Répartition discrétionnaire

Le pilotage par le préfet de région permet "d’opérer une péréquation régionale et favorise un meilleur ciblage des projets structurants" bénéficiant de la DSIL, admettent les rapporteurs. Qui, au nom de la simplification, tranchent toutefois pour un transfert du pouvoir de décision au préfet de département. Ce que réclament les sénateurs depuis plusieurs années. Pour rappel, ils sont encore revenus à la charge l'année dernière, lors de la discussion sur le projet de loi dit 3DS. Mais le gouvernement leur a toujours opposé une fin de non-recevoir. "La gestion régionale de la DSIL offre plus de souplesse aux préfets de région, qui peuvent, dans un sens 'péréquateur', en fonction des priorités nationales, allouer les subventions aux projets les plus pertinents pour les territoires", expliquait en décembre dernier Jacqueline Gourault, alors ministre en charge de la Cohésion des territoires. Dans l'objectif probablement de favoriser un compromis avec la Haute Assemblée, le gouvernement a toutefois fait des concessions. La loi 3DS prévoit que le préfet "peut donner délégation" au préfet de département pour signer les décisions d’attribution des subventions. Cette faculté constitue un "premier pas vers une départementalisation de la DSIL", estiment les rapporteurs.

En attendant que cette mesure de délégation soit mise en place, les préfets de région sont aujourd'hui les pilotes de la DSIL, et ont de surcroît les mains libres.
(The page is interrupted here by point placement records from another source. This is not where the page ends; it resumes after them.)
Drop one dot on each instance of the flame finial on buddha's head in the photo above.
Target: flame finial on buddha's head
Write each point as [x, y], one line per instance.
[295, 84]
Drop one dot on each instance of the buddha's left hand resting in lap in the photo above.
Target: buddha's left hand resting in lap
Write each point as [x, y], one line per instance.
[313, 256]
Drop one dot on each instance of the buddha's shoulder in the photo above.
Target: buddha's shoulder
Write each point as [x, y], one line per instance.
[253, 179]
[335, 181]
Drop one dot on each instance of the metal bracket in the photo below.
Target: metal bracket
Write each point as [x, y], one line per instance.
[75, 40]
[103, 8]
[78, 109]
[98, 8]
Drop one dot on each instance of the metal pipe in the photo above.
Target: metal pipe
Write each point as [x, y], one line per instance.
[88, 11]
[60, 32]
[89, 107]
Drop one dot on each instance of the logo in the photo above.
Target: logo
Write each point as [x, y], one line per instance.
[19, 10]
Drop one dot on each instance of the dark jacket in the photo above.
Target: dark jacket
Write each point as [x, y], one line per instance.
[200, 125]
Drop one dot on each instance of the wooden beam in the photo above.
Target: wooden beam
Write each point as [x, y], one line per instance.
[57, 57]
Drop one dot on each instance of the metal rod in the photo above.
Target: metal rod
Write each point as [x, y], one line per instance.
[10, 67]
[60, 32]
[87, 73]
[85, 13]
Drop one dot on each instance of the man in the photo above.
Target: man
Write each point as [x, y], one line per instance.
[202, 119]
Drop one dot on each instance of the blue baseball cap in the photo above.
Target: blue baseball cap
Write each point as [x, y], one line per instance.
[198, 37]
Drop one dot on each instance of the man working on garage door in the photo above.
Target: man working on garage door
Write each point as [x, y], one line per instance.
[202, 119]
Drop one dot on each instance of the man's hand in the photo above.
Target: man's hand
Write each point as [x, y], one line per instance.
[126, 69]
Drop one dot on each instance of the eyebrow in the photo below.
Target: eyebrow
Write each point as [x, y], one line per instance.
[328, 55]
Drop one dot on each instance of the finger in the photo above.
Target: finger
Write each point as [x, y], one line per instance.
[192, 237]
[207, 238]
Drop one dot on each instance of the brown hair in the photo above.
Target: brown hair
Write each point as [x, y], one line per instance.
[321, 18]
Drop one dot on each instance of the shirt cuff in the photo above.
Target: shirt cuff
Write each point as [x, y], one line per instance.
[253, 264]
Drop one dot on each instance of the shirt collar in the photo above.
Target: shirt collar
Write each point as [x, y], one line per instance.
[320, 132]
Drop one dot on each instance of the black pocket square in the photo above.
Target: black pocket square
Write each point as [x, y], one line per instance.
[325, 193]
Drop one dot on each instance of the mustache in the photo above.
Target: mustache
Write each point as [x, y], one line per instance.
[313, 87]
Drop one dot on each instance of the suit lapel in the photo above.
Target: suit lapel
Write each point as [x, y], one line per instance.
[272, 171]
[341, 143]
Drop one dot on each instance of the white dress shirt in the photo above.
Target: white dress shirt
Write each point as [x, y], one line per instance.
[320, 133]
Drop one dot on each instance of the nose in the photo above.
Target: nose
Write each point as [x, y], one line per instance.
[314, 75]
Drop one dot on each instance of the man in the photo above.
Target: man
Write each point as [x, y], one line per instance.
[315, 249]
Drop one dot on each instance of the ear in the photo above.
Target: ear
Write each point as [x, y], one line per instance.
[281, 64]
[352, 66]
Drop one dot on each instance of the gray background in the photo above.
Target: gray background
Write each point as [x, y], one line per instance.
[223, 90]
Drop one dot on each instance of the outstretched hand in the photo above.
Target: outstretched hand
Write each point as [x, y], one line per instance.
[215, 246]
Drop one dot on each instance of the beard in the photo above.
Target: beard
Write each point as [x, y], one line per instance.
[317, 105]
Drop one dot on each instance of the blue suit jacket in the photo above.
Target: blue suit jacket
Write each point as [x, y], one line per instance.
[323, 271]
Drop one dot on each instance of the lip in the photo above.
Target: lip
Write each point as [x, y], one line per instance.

Ils peuvent répartir les montants de la DSIL entre les départements de manière discrétionnaire, puisqu'aucune règle n'encadre leur pouvoir. Il s'en suit des évolutions parfois très significatives des montants de DSIL dans les départements, d'une année sur l'autre. Ainsi, le montant de DSIL attribué à Paris a diminué de 56% en 2019, puis de 52% en 2020, tandis qu’il a progressé de 96% pour les Ardennes entre 2018 et 2019 et de 108% pour la Meuse entre 2019 et 2020. Des "déséquilibres brutaux entre les départements d'une même région" peuvent donc apparaître, regrettent les députés. Ils prônent en conséquence l'instauration de garde-fous : les enveloppes départementales de DSIL ne devraient pas, selon eux, varier de plus ou moins 20% d'une année sur l'autre. En sachant aussi qu'un montant minimum d'attributions de DSIL devrait être fixé pour chaque département.

Équité de traitement

Dans cette situation, les préfets de région favorisent-ils certaines strates de communes, comme les associations d'élus locaux le dénoncent parfois ? Les rapporteurs répondent par la négative. "Il n’y a pas ou peu de déséquilibre au niveau des attributions décidées par les préfets de région entre communes plutôt rurales et communes plutôt urbaines", concluent-ils à partir de l'analyse d'un échantillon d'une vingtaine de départements. Quant aux chefs-lieux, ils ne sont pas avantagés par rapport aux autres communes : "à l'exception de Laon et d'Ajaccio", ils "bénéficient d'une DSIL par habitant inférieure à la moyenne de la DSIL départementale par habitant".

Au-delà de ces constats, les rapporteurs recommandent la modernisation dans les préfectures des outils informatiques de gestion de la DSIL, lesquels sont "parfois archaïques".
"Même si des améliorations sont possibles et doivent être apportées, la DSIL fonctionne bien", s'est félicité le président de la mission d'information, Jean-René Cazeneuve. Le député LREM du Gers a toutefois émis des réserves sur certaines des préconisations du rapport qui "risquent de contraindre excessivement l’utilisation de la DSIL, et paraissent quelque peu à rebours de la démarche de différenciation locale et de décision déléguée au plus près du terrain".